3 files changed, 79 insertions, 2 deletions

diff --git a/django/contrib/admin/options.py b/django/contrib/admin/options.py
index 2d37f26de1..bb091e4c52 100644
--- a/django/contrib/admin/options.py
+++ b/django/contrib/admin/options.py
@@ -2022,10 +2022,27 @@ class ModelAdmin(BaseModelAdmin):
             return queryset
         return queryset.filter(pk__in=object_pks)
 
+    def _get_formset_with_permissions(self, request, queryset):
+        """
+        Construct a changelist formset, and remove list_editable fields
+        for objects the user cannot change.
+        """
+        FormSet = self.get_changelist_formset(request)

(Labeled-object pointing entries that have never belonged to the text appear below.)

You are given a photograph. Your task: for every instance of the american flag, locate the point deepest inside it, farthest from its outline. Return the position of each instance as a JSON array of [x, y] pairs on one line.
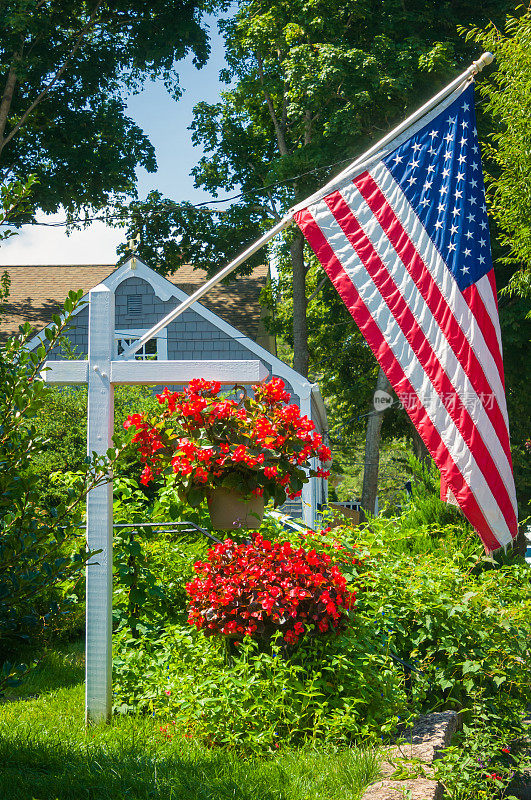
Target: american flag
[[405, 240]]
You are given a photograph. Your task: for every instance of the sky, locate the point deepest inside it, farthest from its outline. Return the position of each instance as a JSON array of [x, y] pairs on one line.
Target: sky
[[166, 124]]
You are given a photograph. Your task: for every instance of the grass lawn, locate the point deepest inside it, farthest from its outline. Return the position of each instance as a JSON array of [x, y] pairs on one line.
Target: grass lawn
[[46, 754]]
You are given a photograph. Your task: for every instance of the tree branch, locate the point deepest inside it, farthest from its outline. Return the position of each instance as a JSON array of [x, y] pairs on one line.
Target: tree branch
[[281, 139], [51, 82]]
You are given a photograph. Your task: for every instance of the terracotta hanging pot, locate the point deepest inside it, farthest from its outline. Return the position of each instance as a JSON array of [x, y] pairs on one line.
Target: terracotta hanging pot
[[229, 510]]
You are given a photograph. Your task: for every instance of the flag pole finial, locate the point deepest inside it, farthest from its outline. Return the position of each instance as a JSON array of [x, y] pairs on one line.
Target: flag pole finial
[[483, 61]]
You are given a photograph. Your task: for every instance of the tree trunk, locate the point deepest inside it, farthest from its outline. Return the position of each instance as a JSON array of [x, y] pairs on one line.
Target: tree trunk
[[372, 448], [419, 448], [5, 103], [300, 325]]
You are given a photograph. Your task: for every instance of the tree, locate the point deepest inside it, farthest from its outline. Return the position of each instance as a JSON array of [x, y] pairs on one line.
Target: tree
[[506, 139], [310, 86], [507, 101], [65, 68]]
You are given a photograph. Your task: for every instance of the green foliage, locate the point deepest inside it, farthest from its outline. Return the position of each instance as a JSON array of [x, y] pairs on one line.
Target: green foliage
[[484, 756], [41, 548], [62, 423], [15, 199], [47, 753], [332, 690], [424, 506], [309, 86], [507, 101], [67, 67]]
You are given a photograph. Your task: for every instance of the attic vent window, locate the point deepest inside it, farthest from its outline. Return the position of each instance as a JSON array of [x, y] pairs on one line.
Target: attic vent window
[[134, 305]]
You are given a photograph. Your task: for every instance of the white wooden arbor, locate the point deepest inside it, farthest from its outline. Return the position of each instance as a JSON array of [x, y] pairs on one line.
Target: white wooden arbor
[[101, 373]]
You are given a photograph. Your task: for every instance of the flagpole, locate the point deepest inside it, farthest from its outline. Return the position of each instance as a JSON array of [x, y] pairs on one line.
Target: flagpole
[[472, 70], [284, 222]]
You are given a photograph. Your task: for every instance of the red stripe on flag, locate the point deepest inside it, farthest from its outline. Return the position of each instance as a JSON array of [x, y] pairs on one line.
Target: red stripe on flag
[[394, 372], [476, 305], [422, 348], [435, 301]]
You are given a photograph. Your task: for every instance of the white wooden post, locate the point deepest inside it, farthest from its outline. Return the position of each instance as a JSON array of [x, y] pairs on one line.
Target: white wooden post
[[98, 667], [308, 490]]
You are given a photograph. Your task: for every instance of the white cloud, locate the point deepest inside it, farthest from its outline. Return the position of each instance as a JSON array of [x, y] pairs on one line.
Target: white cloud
[[42, 245]]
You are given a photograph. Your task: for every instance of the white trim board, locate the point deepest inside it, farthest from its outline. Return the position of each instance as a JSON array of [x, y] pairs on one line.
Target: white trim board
[[165, 289]]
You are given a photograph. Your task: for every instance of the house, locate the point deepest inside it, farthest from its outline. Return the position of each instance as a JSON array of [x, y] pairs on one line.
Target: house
[[227, 325]]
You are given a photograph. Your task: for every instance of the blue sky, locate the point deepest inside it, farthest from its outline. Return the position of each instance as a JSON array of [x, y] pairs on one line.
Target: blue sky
[[166, 124]]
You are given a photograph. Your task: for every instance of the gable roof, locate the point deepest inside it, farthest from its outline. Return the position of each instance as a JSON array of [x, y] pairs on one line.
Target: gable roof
[[38, 291]]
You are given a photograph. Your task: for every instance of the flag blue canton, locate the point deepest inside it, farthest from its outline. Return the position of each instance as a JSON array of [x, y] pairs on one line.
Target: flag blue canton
[[439, 171]]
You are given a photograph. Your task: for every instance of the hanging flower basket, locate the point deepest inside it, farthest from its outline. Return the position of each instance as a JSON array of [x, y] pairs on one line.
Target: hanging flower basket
[[248, 449], [230, 510]]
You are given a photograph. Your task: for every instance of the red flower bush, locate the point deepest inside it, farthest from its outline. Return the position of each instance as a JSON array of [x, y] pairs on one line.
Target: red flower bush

+        formset = FormSet(queryset=queryset)
+
+        for form in formset.forms:
+            if not self.has_change_permission(request, form.instance):
+                for field_name in self.list_editable:
+                    form.fields.pop(field_name, None)
+
+        return formset
+
     def _save_formset(self, request, formset):
         changecount = 0
         with transaction.atomic(using=router.db_for_write(self.model)):
             for form in formset.forms:
+                if not self.has_change_permission(request, form.instance):
+                    continue
                 if form.has_changed():
                     obj = self.save_form(request, form, change=True)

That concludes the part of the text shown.